The five business day requirement of the new no-action letter is not, in effect, much shorter than the seven to 10 calendar day period under the prior no-action relief. As noted in the January 23 no-action letter, five business days in many cases will require a seven calendar day period.4 While much of the focus of the January 23 no-action letter has been the shortened period, it is arguably not the most significant change of the new no-action letter.

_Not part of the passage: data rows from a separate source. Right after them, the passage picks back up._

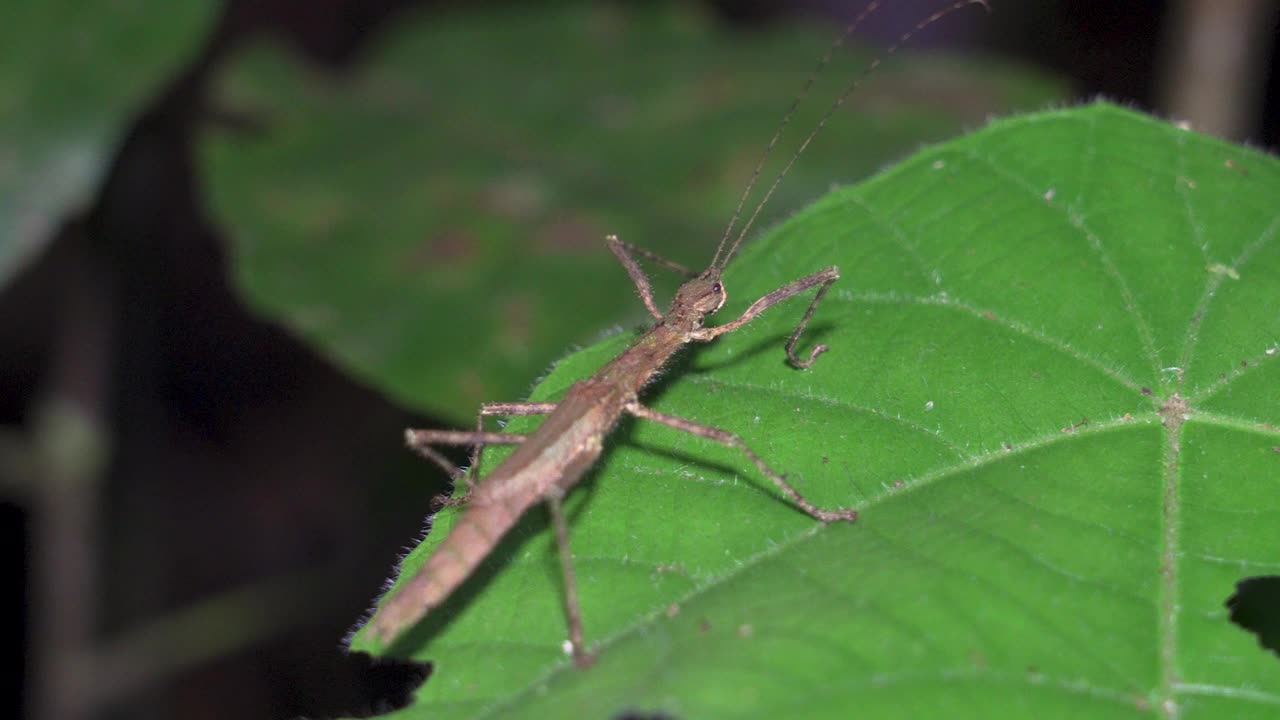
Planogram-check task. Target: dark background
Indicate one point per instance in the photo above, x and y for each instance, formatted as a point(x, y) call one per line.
point(241, 459)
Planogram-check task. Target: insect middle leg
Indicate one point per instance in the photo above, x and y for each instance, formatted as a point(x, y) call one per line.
point(421, 440)
point(822, 278)
point(572, 611)
point(734, 441)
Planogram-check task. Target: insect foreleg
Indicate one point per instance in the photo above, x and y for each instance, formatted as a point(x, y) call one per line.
point(622, 250)
point(822, 278)
point(731, 440)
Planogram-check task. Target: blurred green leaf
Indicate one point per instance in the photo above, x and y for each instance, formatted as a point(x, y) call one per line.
point(434, 222)
point(1052, 391)
point(72, 76)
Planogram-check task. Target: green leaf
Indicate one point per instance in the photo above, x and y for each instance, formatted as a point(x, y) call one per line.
point(1052, 392)
point(434, 222)
point(72, 76)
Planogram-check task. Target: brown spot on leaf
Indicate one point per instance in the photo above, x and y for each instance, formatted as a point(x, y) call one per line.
point(451, 249)
point(568, 233)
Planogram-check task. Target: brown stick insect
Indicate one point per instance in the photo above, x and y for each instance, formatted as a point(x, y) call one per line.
point(551, 460)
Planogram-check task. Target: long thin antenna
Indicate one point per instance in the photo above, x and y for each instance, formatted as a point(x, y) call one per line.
point(849, 90)
point(777, 135)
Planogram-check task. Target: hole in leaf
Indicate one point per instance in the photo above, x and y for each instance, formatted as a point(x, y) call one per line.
point(1256, 607)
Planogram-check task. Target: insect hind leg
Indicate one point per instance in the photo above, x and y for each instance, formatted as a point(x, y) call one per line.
point(420, 441)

  • No investment grade limitation

The new no-action position applies regardless of the rating of the target debt securities. This is a departure from the no-action letters by the Staff of the SEC providing for seven to 10 calendar day tender offers only with respect to investment grade debt.5 According to the January 23 no-action letter, the decision to eliminate this distinction was based in part on the fact that in many cases, the holders of noninvestment grade securities are more likely to be sophisticated institutional investors.

  • No waterfalls or Dutch auction tenders/exchanges

To qualify, the offer must be made for any and all of the targeted securities. Because “waterfall” tender offers are by their nature contingent offers – based on the priority level of targeted series and the amount of consideration remaining in the waterfall – waterfall tenders would not qualify for the five day tender offer period. Similarly, because the Dutch auction tender or exchange always is an offer for less than all of the outstanding series, tenders and exchanges structured as a Dutch auction would not qualify.

  • Counsel’s preliminary review

The criteria to qualify for the five business day timeline are lengthy. Further, even if the tender or exchange offer at hand does qualify under the January 23 no-action letter, the requirements for the offer are extensive. Issuers and dealer managers would be well advised to involve counsel early on to determine whether this new guidance applies to a potential transaction and to advise on the applicable requirements.